Linear Types
Gruel's type system has three levels of ownership discipline:
| Annotation | Behaviour |
|---|---|
| (none) | Affine — used at most once; can be silently dropped |
linear | Linear — must be consumed exactly once |
@copy | Copy — implicitly duplicated on use |
You've already seen affine structs (move semantics) and @copy structs. This page covers linear types and the related @handle directive.
Linear Types Must Be Consumed
Mark a struct with linear to require that every value of that type is explicitly consumed — it is a compile error to let one go out of scope without being used:
linear struct Token { value: i32 }
fn use_token(t: Token) -> i32 { t.value }
fn main() -> i32 {
let t = Token { value: 42 };
use_token(t) // t is consumed here — OK
}
If you create a linear value and never consume it, the compiler rejects the program:
linear struct Token { value: i32 }
fn main() -> i32 {
let t = Token { value: 1 };
// ERROR: linear value `t` dropped without being consumed
0
}
This is useful for types that represent resources requiring explicit action — tokens that must be redeemed, handles that must be closed, results that must be checked.
Consuming a Linear Value
A linear value is consumed by any of these:
- Passing it to a function (by value)
- Returning it from a function
- Accessing a field (field access counts as a move)
linear struct Ticket { id: i32 }
fn redeem(t: Ticket) -> i32 { t.id }
fn main() -> i32 {
let t = Ticket { id: 7 };
redeem(t)
}
Chaining Through Functions
You can transform a linear value by passing it to a function that returns a new one. The chain preserves the must-consume guarantee:
linear struct Value { n: i32 }
fn double(v: Value) -> Value {
Value { n: v.n * 2 }
}
fn finish(v: Value) -> i32 { v.n }
fn main() -> i32 {
let v = Value { n: 21 };
let v2 = double(v);
finish(v2) // prints 42
}
All Branches Must Consume
If a linear value might go unconsumed in any branch, the compiler errors. You must consume it in every branch:
linear struct Permit { id: i32 }
fn use_it(p: Permit) -> i32 { p.id }
fn main() -> i32 {
let p = Permit { id: 42 };
let cond = true;
if cond {
use_it(p) // consumed in true branch
} else {
use_it(p) // consumed in false branch — both required
}
}
Linear Types Cannot Be @copy
Allowing implicit copies would defeat the purpose of linear types — you could copy before dropping to avoid the consume requirement. The compiler rejects this combination:
@copy
linear struct Bad { value: i32 }
// ERROR: linear type cannot be marked @copy
Explicit Duplication with @handle
Sometimes you legitimately need two handles to the same logical resource — for example, forking a value for two code paths. The @handle directive enables this with explicit syntax.

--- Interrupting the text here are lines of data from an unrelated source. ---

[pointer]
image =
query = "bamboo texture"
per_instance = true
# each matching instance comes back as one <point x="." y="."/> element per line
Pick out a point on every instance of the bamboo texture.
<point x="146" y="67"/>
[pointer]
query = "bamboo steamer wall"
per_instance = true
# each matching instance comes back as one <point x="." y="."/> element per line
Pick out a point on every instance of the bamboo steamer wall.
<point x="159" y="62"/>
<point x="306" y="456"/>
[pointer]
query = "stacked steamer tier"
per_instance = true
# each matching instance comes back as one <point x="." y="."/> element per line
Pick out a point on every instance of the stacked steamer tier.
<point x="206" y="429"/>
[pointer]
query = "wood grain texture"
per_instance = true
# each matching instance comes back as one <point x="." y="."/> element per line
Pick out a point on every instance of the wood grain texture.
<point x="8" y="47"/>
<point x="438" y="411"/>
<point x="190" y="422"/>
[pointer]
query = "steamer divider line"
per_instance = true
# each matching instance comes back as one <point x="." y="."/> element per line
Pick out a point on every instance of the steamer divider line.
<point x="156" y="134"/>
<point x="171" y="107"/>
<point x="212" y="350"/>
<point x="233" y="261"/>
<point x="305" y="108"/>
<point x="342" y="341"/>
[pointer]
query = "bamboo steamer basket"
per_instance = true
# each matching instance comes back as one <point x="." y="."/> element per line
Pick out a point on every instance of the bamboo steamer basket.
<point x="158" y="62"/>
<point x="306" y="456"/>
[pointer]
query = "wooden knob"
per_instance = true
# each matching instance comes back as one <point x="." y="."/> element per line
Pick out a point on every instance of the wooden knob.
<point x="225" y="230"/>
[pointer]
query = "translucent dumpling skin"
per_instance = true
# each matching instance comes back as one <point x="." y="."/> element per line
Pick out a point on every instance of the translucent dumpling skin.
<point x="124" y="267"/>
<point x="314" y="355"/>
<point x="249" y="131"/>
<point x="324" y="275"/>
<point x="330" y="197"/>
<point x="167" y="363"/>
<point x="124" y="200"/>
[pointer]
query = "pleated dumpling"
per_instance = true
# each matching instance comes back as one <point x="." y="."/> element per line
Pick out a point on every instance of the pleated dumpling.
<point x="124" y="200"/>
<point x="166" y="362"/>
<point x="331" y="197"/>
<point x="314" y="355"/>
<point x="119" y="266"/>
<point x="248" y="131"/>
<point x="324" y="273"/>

A type marked @handle must define a handle method that produces a new owned value:
@handle
struct Counter {
count: i32,
fn handle(self) -> Counter {
Counter { count: self.count }
}
}
fn main() -> i32 {
let a = Counter { count: 42 };
let b = a.handle(); // explicit duplication — cost is visible
b.count
}
Unlike @copy, duplication is never implicit. You must call .handle(), making the cost visible at every use site.
@handle with linear
You can combine @handle and linear. This gives you explicit duplication while still requiring every handle to be consumed:
@handle
linear struct Task {
id: i32,
fn handle(self) -> Task {
Task { id: self.id }
}
}
fn run(t: Task) -> i32 { t.id }
fn main() -> i32 {
let t = Task { id: 42 };
let t2 = t.handle(); // fork — both handles must be consumed
run(t2) // consume t2
// ERROR if t is not also consumed — add: run(t)
}
When to Use Linear Types
Use linear when:
- A value represents a resource that must be explicitly finalized (a connection that must be committed or rolled back, a lock that must be released)
- You want the type system to guarantee a result is checked before it is discarded
- You're encoding a protocol where skipping a step should be a compile error
For most types, affine semantics (the default) are sufficient — values can be dropped without any action.